The deal to buy Anadarko Petroleum last year was supposed to consolidate Occidental’s position as the largest oil producer in the Permian, but instead did the opposite reported the Midland Reporter Telegram.  In May last year, Occidental was running 12 rigs in the shale region of West Texas and New Mexico, while Anadarko had a further 10, meaning the current plans represent a 95% decline in drilling.

U.S. shale’s explosive decade of growth and transformation of global energy markets came to an abrupt end when the Covid-19 pandemic struck this year, crushing demand for petroleum and busting open the fault lines of the debt-fueled boom. But a rebound in demand from the depths of the crisis in April is failing to translate into any real uptick in activity in the shale patch. Instead, production declines are expected to continue later this year.

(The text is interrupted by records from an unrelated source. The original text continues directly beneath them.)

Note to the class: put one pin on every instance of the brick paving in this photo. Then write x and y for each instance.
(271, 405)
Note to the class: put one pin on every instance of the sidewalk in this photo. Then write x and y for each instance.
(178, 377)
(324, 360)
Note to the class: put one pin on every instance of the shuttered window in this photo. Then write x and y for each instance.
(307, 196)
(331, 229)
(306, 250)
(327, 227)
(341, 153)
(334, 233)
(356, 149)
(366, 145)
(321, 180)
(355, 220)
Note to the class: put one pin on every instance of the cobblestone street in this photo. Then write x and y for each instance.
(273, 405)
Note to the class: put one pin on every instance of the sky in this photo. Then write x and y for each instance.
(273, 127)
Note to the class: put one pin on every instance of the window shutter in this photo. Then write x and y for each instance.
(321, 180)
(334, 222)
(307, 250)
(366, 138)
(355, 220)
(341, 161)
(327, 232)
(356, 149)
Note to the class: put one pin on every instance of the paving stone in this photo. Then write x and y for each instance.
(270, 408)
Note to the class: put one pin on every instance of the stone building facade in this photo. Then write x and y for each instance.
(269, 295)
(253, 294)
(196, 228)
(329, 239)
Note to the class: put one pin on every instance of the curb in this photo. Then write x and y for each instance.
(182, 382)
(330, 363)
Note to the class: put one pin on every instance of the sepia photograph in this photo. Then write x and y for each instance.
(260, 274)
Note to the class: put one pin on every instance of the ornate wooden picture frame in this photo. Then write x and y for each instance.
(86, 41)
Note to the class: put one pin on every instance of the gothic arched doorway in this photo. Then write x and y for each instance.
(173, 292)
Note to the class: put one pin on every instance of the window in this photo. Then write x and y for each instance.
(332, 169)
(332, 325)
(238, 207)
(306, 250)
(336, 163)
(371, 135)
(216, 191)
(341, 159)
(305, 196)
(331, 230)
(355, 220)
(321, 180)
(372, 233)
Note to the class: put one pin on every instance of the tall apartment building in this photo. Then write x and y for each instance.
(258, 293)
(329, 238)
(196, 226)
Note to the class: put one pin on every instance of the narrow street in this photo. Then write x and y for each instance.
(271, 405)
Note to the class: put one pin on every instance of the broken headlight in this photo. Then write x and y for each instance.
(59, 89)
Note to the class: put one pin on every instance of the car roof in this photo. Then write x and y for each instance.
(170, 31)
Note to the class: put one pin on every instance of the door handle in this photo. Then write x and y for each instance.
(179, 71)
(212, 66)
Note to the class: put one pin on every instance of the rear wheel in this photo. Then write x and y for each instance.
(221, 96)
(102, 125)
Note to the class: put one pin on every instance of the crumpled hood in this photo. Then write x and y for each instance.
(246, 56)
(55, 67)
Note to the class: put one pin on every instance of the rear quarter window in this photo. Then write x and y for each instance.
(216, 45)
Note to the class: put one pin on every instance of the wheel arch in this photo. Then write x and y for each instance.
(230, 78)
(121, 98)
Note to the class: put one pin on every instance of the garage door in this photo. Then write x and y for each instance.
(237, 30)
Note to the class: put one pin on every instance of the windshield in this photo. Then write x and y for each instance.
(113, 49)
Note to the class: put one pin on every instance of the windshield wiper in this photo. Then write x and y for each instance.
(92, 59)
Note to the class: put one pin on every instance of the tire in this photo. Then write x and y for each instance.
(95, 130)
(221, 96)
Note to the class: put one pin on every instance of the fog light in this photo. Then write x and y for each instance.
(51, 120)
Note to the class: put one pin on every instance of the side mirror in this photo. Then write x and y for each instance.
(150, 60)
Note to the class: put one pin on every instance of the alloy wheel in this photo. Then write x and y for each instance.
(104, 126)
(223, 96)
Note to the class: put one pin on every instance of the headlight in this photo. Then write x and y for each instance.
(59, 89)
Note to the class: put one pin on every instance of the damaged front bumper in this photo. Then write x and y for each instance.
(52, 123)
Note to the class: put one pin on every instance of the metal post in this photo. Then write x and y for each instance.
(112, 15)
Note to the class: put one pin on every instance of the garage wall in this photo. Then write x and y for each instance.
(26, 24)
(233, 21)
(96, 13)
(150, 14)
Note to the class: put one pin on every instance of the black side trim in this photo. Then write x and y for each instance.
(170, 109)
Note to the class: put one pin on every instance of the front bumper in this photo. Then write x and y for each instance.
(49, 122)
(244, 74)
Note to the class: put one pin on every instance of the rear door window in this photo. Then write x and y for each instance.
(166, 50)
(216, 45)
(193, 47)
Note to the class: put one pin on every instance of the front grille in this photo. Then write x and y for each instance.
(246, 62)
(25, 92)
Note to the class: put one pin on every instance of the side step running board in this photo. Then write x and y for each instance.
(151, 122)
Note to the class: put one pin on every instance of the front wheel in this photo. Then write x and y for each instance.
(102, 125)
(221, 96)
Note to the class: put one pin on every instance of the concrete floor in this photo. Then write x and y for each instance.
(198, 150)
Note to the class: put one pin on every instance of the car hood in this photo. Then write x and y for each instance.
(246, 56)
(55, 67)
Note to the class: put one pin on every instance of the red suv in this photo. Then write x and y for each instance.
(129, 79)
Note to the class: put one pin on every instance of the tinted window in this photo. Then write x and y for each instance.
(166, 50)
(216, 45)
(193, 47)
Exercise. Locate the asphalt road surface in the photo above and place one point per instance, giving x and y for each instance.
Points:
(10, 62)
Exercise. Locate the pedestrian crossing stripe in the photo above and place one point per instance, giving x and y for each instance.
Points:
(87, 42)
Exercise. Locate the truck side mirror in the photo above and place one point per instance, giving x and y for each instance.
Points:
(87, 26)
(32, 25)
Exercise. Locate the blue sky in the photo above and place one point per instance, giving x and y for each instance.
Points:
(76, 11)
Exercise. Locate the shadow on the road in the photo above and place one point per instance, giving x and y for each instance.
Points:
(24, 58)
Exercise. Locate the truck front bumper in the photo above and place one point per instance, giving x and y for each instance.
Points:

There are only 176 oil rigs active in the whole of the U.S., the lowest since 2005, well before the shale boom. Worse may be to come, with the number of drilling permits last month dropping to the lowest since September 2010, according to Rystad Energy. Activity “is not likely to materially recover this year,” the Oslo-based researcher said in a note Tuesday.

Occidental, with its near-$40 billion debt pile, is an extreme example of the retreat, but it’s not alone. Supermajors Exxon Mobil Corp. and Chevron Corp., long expected to pick up the slack from a slowdown from smaller rivals, will probably only have 14 rigs between them by the end of this year, down from about 70 a year ago.

The company said it plans to only have one rig in the Permian for the rest of the year and none in the Rocky Mountains. It will only drill between 12 and 20 wells in the Permian in the second half, compared with 118 in the first half.

The slowdown, combined with lower prices, caused Occidental to post a $6.6 billion write-down in the second quarter, equivalent to more than 40% of its market value. More than two-thirds of the impairment was to account for the lower value of its domestic onshore acreage, with the remainder in the Gulf of Mexico and overseas, the Houston-based company said Monday in a statement.